What you are doing is correct. See this Python unicode howto for more info.
The general principles are:
When binary data comes in to your application (e.g., open(), urllib.urlopen()), use the decode() method to get a unicode string.
If the byte string is invalid for the supplied encoding, you may get UnicodeDecodeError. In this case do one of the following:
Use the second argument to decode to either replace or ignore bad characters
try harder to find out what the real encoding is
fix the input if it really is mangled.
For files, you can use the codecs.open wrappers to do this transparently for you.

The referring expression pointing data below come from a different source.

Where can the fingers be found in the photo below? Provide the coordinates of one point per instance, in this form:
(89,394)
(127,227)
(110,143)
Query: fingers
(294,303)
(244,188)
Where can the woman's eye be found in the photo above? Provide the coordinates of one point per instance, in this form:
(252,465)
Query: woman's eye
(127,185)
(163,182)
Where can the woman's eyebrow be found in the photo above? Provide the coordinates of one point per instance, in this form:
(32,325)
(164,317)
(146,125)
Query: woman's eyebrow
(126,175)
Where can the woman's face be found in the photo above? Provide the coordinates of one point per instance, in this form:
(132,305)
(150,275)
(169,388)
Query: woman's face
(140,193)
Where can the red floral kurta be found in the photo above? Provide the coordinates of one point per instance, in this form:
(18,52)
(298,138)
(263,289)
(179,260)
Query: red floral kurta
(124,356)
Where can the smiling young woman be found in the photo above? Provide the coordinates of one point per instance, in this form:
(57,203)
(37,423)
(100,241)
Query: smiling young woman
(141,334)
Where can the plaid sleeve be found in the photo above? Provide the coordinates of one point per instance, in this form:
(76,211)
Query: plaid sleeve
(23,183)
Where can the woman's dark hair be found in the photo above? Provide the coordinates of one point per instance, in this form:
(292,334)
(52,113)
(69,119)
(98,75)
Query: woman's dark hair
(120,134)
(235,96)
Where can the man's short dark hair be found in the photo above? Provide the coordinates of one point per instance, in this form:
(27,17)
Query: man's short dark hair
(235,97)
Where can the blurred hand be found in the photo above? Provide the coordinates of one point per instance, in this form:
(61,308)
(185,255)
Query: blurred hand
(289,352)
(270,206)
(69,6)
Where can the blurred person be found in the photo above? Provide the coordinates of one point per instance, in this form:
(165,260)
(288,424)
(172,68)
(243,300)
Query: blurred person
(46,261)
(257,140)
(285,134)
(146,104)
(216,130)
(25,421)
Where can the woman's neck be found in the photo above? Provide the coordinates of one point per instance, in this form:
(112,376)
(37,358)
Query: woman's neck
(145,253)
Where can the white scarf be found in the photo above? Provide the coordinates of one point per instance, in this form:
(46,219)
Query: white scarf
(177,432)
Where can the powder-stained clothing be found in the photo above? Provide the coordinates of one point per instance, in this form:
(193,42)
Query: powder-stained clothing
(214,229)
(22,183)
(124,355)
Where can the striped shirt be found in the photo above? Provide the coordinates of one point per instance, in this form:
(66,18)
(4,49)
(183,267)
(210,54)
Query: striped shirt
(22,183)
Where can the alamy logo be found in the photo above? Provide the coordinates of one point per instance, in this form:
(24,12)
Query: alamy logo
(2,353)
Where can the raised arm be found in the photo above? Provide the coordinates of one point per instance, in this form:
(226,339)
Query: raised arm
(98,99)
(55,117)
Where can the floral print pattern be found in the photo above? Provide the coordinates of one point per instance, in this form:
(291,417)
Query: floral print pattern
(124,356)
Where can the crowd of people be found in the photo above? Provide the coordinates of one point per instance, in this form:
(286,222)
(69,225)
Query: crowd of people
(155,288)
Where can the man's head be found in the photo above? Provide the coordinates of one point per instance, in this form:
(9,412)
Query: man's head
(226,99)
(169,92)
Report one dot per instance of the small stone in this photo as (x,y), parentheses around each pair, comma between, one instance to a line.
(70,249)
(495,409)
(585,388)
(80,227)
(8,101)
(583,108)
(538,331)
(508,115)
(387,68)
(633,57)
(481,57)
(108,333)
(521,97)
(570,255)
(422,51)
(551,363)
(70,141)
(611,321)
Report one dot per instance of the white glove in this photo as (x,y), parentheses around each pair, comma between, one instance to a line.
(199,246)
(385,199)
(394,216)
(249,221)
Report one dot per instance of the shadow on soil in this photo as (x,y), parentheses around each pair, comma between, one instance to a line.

Network data you must generally decode by hand, but sometimes the payload declares its own encoding (e.g., html, XML), and sometimes it doesn't match the header!
For database data, usually the database driver will have some method of doing encoding/decoding transparently for you and always give you unicode strings. Otherwise you will need to encode/decode by hand.
Use unicode strings in your application.
Right before the binary data leaves your application, use encode() on the string to encode to your desired encoding.
If your target encoding cannot represent some of your unicode characters, you may get UnicodeEncodeError. In this case do one of the following:
Use the second argument to encode() to ignore or replace characters that can't be represented in the target encoding;
Don't generate these characters in your application.
Find an alternate way of representing them. E.g., in XML, you can use a numeric character entity.
For files, you may use the codecs.open wrapper to do encoding for you transparently.
For database connections, the driver will often have an option to accept unicode strings and encode for you.
For network connections, you must generally encode by hand. Sometimes the payload will be generated by a library that will encode properly for you (e.g., writing XML).
Because you are correctly using the magic "coding comment," everything works as supposed.